Secondo la tesi sostenuta dalla Corte territoriale il lavoratore con qualifica di dirigente, con il potere quindi di decidere autonomamente senza alcuna ingerenza da parte del datore di lavoro circa il periodo migliore nel quale godere delle ferie, ove non abbia fruito delle stesse, non vanta alcun diritto a ristoro economico. Ciò in quanto se il diritto alle ferie è irrinunciabile, il mancato godimento imputabile esclusivamente al dirigente esclude l'insorgenza stessa del diritto all'indennità sostitutiva; salvo che il dirigente in questione non dimostri la ricorrenza di eccezionali ed obiettive esigenze di servizio ostative al meritato riposo lavorativo.

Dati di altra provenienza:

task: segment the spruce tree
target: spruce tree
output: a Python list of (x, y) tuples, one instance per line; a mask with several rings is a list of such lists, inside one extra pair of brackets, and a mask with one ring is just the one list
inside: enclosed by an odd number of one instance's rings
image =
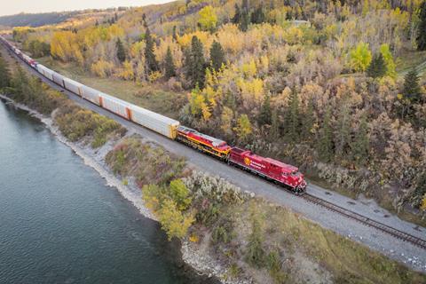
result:
[(353, 160), (359, 166), (366, 164), (367, 158), (368, 157), (369, 144), (368, 124), (367, 123), (366, 115), (362, 115), (358, 132), (351, 146)]
[(271, 132), (270, 138), (271, 140), (275, 140), (280, 136), (280, 119), (278, 117), (278, 112), (276, 109), (272, 110), (272, 114), (271, 115)]
[(171, 37), (173, 38), (173, 40), (175, 42), (178, 41), (178, 34), (176, 33), (176, 26), (173, 26), (173, 32), (172, 32)]
[(250, 23), (250, 15), (248, 10), (248, 1), (242, 0), (241, 12), (240, 16), (240, 29), (243, 32), (248, 29), (248, 24)]
[(6, 61), (0, 56), (0, 90), (11, 85), (11, 74)]
[(293, 89), (290, 94), (287, 114), (286, 123), (288, 127), (287, 132), (289, 141), (298, 142), (300, 133), (299, 96), (295, 89)]
[(271, 97), (269, 94), (264, 96), (264, 103), (260, 107), (260, 113), (257, 119), (257, 122), (260, 125), (271, 124), (272, 119), (272, 111), (271, 111)]
[(312, 130), (313, 128), (313, 124), (315, 123), (315, 117), (313, 114), (313, 101), (310, 99), (308, 102), (308, 107), (306, 112), (304, 114), (302, 126), (303, 126), (303, 132), (302, 132), (302, 139), (304, 141), (312, 142)]
[(210, 61), (211, 67), (216, 71), (219, 70), (222, 64), (225, 63), (225, 52), (222, 45), (217, 41), (214, 41), (210, 48)]
[(426, 51), (426, 1), (423, 1), (420, 8), (420, 24), (417, 33), (417, 49)]
[(233, 19), (231, 19), (231, 21), (233, 24), (240, 24), (240, 19), (241, 17), (241, 12), (240, 11), (240, 6), (238, 5), (238, 4), (235, 4), (235, 14), (233, 15)]
[(333, 157), (333, 129), (331, 126), (331, 108), (327, 107), (324, 115), (322, 129), (320, 131), (318, 143), (320, 158), (324, 162), (330, 162)]
[(146, 28), (146, 31), (145, 33), (145, 60), (146, 64), (146, 71), (148, 74), (150, 74), (152, 72), (158, 71), (159, 67), (157, 59), (155, 59), (155, 54), (154, 53), (154, 40), (151, 36), (151, 32), (149, 31), (148, 28)]
[(386, 75), (386, 63), (382, 53), (375, 54), (367, 69), (367, 75), (373, 78), (382, 78)]
[(124, 51), (124, 46), (120, 38), (117, 39), (115, 43), (115, 47), (117, 48), (117, 59), (120, 62), (124, 62), (126, 60), (126, 51)]
[(337, 117), (335, 139), (335, 154), (341, 159), (345, 156), (348, 145), (351, 143), (351, 109), (347, 104), (340, 108)]
[(191, 51), (185, 51), (186, 79), (190, 81), (191, 87), (204, 87), (206, 62), (201, 42), (196, 36), (191, 41)]
[(258, 5), (257, 8), (251, 13), (251, 22), (253, 24), (262, 24), (265, 20), (264, 8)]
[(164, 59), (164, 69), (167, 79), (176, 75), (175, 63), (173, 62), (173, 56), (171, 55), (171, 50), (170, 46), (167, 48), (166, 58)]
[(402, 93), (404, 98), (411, 104), (418, 104), (422, 100), (422, 89), (419, 84), (419, 75), (414, 68), (408, 72), (404, 78), (404, 87)]

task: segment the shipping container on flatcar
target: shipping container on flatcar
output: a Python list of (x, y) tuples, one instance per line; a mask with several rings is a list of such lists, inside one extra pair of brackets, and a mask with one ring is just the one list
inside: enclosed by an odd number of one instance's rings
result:
[(177, 139), (193, 148), (211, 154), (221, 159), (227, 159), (231, 150), (231, 146), (225, 141), (200, 133), (183, 125), (178, 128)]
[(134, 122), (170, 138), (176, 138), (179, 122), (134, 105), (131, 105), (130, 110), (131, 120)]
[(130, 105), (128, 102), (106, 93), (100, 93), (100, 97), (102, 98), (102, 107), (125, 119), (131, 120)]
[(285, 185), (296, 193), (304, 193), (306, 190), (304, 175), (296, 167), (256, 155), (249, 150), (233, 147), (228, 162)]
[(74, 80), (68, 79), (67, 77), (64, 77), (64, 85), (65, 85), (65, 89), (74, 92), (77, 96), (82, 97), (82, 89), (81, 89), (83, 86), (82, 83), (75, 82)]
[(99, 91), (92, 89), (91, 87), (88, 87), (86, 85), (82, 85), (81, 90), (82, 90), (83, 99), (91, 101), (92, 103), (98, 106), (101, 106)]
[(49, 80), (53, 82), (53, 70), (49, 69), (48, 67), (44, 67), (43, 69), (43, 75)]
[(59, 84), (61, 87), (65, 87), (64, 85), (64, 76), (59, 73), (53, 72), (53, 82)]

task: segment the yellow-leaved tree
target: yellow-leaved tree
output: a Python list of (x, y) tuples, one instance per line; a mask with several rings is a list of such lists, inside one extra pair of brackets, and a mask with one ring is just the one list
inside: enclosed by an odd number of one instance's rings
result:
[(157, 211), (162, 228), (166, 232), (169, 240), (173, 237), (182, 239), (186, 235), (188, 228), (195, 221), (193, 213), (182, 213), (175, 201), (165, 200)]
[(237, 121), (237, 127), (235, 127), (234, 130), (237, 132), (238, 138), (241, 140), (246, 140), (253, 132), (250, 120), (247, 114), (240, 115)]
[(210, 6), (205, 6), (198, 12), (199, 20), (198, 23), (204, 30), (212, 31), (216, 28), (217, 23), (217, 16), (216, 15), (215, 9)]
[(349, 53), (349, 64), (356, 72), (364, 72), (372, 59), (368, 43), (359, 43)]

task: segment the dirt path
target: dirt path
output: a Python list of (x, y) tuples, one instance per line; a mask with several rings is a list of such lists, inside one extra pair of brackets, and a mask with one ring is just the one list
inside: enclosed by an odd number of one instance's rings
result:
[[(329, 228), (353, 241), (367, 245), (371, 248), (380, 251), (390, 258), (398, 260), (416, 271), (426, 272), (426, 250), (422, 250), (414, 245), (401, 241), (400, 240), (395, 239), (386, 233), (376, 231), (375, 229), (365, 226), (356, 221), (350, 220), (343, 216), (335, 215), (323, 208), (308, 203), (304, 200), (295, 196), (274, 185), (264, 182), (258, 178), (230, 167), (214, 158), (206, 156), (182, 144), (126, 121), (118, 115), (109, 113), (106, 110), (63, 90), (43, 77), (28, 66), (25, 65), (25, 67), (31, 74), (40, 77), (44, 83), (51, 85), (52, 88), (63, 91), (70, 99), (73, 99), (78, 105), (110, 117), (122, 123), (130, 130), (135, 131), (142, 137), (162, 145), (170, 152), (185, 156), (188, 162), (194, 167), (210, 174), (220, 176), (241, 187), (243, 190), (254, 193), (255, 194), (262, 196), (272, 202), (290, 208), (313, 222), (320, 224), (323, 227)], [(365, 215), (372, 219), (376, 219), (383, 224), (405, 231), (410, 234), (423, 239), (426, 238), (426, 228), (419, 227), (415, 225), (400, 220), (397, 217), (391, 216), (390, 213), (381, 209), (372, 201), (352, 200), (336, 193), (329, 193), (320, 186), (312, 185), (310, 185), (307, 190), (312, 195), (326, 199), (336, 205), (348, 208), (351, 210)]]

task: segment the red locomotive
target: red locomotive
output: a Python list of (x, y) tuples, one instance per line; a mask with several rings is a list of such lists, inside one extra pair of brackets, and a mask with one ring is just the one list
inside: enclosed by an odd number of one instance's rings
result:
[(295, 166), (271, 158), (264, 158), (248, 150), (237, 147), (231, 149), (228, 162), (287, 185), (297, 193), (306, 191), (304, 175)]
[(231, 146), (226, 142), (182, 125), (178, 127), (176, 138), (193, 148), (211, 154), (223, 160), (228, 158), (231, 150)]

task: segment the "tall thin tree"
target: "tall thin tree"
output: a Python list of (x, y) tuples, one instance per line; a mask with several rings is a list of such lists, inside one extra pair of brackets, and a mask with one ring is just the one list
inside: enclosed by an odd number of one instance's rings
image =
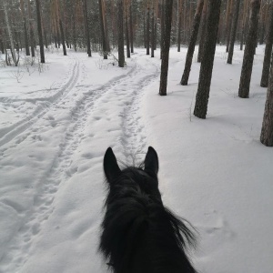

Il cardine dell'approccio interpretativo della Suprema Corte verte invece sulla necessità che il dirigente sia invitato - se necessario anche ufficialmente - a fruire delle ferie e nel contempo sia informato in modo preciso e in tempo utile, che se non le richiede le ferie in questione andranno perse al termine del periodo di riferimento. Pertanto la perdita del diritto alla monetizzazione può avere luogo (solo) se il datore di lavoro non è in grado di dimostrare la propria piena diligenza affinché il dirigente fosse messo nelle condizioni necessarie per fruire delle ferie annuali retribuite spettantegli per legge e contratto. L'assetto sostanziale della questione deve perciò muovere dalla verifica di che cosa sia stato fatto o scritto dal datore di lavoro perché quelle ferie fossero godute, e di quali fossero i rapporti tra una possibile insufficienza di organico, evidentemente non imputabile al lavoratore, e la necessità di assicurare la prosecuzione del servizio. Il tutto sotto una regola aurea di valutazione: nei casi incerti l'onere dimostrativo si pone sempre a carico del datore di lavoro, mai del dipendente, anche se quest'ultimo è un manager.

Secondo la Suprema Corte può certo essere che rispetto a un dirigente, per la normale posizione di minor debolezza e maggiore conoscenza dei dati giuridici, le predette condizioni possano trovare una applicazione di più ridotto rigore - soprattutto sotto il profilo dell'intensità informativa e del grado di zelo richiesto al datore di lavoro – ma i principi generali certamente permangono a governare l'istituto delle ferie, loro perdita, ed eventuale, residuale, loro monetizzazione.